Gloria Berg, a native of Kalamazoo, Michigan, was a college student when World War II broke out. Ready and willing to join the war effort, Gloria began secretarial work at the Kellogg Army Air Base and later procured a job at the 11th Naval District at Coronado Island, where she met her first husband. She went on to sing professionally and travel around the world to visit her children.   

In this interview, Gloria speaks about her experiences working as a secretary at the Kellogg Army Air Base and then the 11th Naval District at Coronado Island off the coast of San Diego, California. Gloria recounts her first marriage, having children, and her later job as a secretary at a flagship Bank of America after the war.   

Wanting to Be a Part of the War Effort

I was very, very strong on working in the war effort. I felt that was very important. My folks really didn’t want me to quit college. They wanted me to stay, of course. But I felt I had to do something, and I think the war effort was very good. We had so much that we gave to the war—the rationing and all those things that we did.  

And I just felt that I wanted to be part of it. I definitely did. And I was bound determined that’s what I was going to do. So they finally said, “Okay, if you wanna do that, all right.” And that’s why I started working at the air base. 

Traveling the World to Visit Children

Two of my kids ended up in the State Department. And they worked for USAID and were overseas. I have lived in Africa. I’ve lived in Morocco. I’ve lived in Eritrea and Zimbabwe.
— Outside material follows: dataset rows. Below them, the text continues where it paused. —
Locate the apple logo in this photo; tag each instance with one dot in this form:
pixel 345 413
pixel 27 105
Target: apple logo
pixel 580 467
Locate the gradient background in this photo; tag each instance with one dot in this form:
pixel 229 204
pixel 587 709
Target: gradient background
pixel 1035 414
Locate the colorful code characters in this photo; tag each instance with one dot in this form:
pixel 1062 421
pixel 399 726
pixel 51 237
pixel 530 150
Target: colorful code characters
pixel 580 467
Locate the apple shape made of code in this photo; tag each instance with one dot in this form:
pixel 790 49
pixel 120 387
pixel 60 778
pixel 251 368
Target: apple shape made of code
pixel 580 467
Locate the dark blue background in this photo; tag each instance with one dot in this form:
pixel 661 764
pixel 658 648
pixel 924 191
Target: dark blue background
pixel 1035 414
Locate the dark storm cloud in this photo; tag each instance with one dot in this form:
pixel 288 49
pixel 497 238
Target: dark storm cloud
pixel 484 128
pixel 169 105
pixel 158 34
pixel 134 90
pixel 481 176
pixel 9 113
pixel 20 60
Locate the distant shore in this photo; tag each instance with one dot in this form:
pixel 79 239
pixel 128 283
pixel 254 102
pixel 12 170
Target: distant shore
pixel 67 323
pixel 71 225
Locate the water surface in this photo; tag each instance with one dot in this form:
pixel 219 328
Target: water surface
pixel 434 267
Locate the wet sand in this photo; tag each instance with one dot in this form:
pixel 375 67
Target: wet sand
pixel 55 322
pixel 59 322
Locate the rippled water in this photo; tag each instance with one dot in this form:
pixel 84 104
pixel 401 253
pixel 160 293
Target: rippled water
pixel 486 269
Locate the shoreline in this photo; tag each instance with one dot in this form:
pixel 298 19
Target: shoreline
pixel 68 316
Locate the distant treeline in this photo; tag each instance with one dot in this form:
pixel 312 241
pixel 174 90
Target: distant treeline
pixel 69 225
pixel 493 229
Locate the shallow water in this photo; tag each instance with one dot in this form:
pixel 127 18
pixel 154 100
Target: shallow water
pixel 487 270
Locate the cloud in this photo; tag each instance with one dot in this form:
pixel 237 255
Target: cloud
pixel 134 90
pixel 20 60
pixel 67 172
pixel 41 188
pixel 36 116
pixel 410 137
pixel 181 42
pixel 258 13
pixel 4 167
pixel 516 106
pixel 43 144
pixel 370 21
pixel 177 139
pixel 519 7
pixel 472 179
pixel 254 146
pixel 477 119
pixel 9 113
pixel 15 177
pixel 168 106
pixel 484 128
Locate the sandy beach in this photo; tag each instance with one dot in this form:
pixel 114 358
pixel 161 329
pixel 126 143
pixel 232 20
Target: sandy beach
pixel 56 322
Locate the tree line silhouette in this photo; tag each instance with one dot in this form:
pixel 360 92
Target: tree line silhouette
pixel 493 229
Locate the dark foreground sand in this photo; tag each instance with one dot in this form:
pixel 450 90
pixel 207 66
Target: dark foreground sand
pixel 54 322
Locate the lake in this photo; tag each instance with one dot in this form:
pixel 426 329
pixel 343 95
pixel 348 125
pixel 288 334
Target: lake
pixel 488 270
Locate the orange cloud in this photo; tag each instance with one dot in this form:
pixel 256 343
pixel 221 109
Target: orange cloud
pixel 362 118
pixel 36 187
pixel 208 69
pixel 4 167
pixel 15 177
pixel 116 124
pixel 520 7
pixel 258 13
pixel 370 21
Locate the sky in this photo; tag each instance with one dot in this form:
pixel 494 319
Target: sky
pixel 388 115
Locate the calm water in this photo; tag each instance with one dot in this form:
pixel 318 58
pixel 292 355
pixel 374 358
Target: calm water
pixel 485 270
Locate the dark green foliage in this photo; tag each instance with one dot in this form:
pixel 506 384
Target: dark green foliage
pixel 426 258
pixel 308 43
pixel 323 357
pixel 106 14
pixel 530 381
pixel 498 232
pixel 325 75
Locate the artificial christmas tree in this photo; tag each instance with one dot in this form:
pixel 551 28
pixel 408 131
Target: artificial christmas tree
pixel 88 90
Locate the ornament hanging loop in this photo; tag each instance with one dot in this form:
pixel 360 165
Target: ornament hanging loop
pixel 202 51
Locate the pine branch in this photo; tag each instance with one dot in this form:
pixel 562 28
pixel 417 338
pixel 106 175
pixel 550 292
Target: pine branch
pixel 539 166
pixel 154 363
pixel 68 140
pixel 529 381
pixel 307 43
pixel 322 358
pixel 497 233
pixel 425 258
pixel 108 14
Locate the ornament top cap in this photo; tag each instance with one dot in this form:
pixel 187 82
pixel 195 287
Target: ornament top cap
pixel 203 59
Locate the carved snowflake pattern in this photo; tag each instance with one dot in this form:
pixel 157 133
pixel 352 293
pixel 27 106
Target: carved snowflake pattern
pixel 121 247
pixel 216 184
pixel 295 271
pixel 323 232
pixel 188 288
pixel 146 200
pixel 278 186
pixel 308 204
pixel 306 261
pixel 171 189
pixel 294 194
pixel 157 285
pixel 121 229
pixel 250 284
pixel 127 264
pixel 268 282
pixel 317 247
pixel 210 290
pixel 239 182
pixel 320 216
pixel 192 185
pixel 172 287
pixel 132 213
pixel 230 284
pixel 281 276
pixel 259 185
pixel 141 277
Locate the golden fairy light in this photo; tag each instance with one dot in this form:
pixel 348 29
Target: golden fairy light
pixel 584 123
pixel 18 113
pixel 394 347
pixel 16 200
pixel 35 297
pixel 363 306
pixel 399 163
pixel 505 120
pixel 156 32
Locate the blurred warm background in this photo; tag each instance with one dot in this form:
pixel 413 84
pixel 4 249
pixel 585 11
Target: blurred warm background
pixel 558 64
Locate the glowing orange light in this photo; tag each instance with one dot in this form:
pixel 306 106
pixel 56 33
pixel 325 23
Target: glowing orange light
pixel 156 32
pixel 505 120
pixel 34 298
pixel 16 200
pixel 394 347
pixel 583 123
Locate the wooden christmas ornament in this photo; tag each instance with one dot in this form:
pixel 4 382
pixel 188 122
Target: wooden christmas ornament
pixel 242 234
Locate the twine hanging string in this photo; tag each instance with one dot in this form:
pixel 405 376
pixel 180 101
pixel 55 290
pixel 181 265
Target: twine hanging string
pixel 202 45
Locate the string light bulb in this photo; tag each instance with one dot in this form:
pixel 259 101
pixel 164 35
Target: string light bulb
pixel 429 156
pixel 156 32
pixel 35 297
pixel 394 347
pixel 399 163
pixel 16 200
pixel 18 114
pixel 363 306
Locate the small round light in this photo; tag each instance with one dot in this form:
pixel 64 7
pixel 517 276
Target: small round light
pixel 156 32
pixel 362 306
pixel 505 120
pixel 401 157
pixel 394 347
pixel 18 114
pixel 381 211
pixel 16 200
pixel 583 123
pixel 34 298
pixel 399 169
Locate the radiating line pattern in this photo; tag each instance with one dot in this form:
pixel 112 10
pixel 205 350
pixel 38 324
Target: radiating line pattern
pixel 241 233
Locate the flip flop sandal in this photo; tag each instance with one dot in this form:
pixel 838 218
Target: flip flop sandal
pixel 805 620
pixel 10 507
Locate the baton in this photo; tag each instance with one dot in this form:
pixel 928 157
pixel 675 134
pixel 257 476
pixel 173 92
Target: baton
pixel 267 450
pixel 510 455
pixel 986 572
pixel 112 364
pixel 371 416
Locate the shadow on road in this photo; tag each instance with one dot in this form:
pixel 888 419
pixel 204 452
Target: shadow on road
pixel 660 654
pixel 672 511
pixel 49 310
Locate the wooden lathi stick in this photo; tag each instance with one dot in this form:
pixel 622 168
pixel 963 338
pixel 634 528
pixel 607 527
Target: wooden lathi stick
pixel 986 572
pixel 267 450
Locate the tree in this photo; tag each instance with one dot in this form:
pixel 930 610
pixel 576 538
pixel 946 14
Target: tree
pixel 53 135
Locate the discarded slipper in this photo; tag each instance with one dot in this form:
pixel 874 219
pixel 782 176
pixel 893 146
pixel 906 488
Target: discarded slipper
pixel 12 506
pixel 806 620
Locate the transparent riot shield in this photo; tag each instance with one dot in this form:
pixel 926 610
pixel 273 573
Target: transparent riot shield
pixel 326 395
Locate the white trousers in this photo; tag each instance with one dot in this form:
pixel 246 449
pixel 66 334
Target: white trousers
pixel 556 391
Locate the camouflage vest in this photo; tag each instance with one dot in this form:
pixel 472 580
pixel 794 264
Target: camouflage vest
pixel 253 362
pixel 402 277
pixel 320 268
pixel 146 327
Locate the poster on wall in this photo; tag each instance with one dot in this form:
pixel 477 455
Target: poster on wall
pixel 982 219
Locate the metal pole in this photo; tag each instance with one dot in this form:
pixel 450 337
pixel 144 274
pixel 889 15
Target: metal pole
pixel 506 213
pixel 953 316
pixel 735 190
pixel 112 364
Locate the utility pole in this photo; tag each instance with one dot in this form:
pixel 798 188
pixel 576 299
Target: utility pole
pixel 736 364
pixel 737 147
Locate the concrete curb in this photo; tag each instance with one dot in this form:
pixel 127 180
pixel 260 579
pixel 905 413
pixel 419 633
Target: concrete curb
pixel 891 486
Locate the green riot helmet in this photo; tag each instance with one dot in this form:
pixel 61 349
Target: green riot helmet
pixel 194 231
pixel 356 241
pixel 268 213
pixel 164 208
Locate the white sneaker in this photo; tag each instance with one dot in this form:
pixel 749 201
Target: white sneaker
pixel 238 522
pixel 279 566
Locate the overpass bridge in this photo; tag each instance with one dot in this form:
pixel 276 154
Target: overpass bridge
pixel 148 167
By that time, by the way, I was in a third marriage of a man who was retired from the Navy. So I travelled all the time and visited my kids, and lived with them for periods of time. 

So I enjoyed all of that very much, and they were very much into working for the State Department. The third one became a nurse, and still is. She runs a big home health care company.  

Working as a Secretary at Kellogg Army Air Base

Kellogg Army Air Base was pretty important during the war. It was a pretty big place. And I went to work there as the secretary for the commanding officer that was in charge of personnel.  And we had to not only do secretarial work, but we had to take minutes of meetings. And we took those with a recorder there, recording it, and then we also did it in shorthand.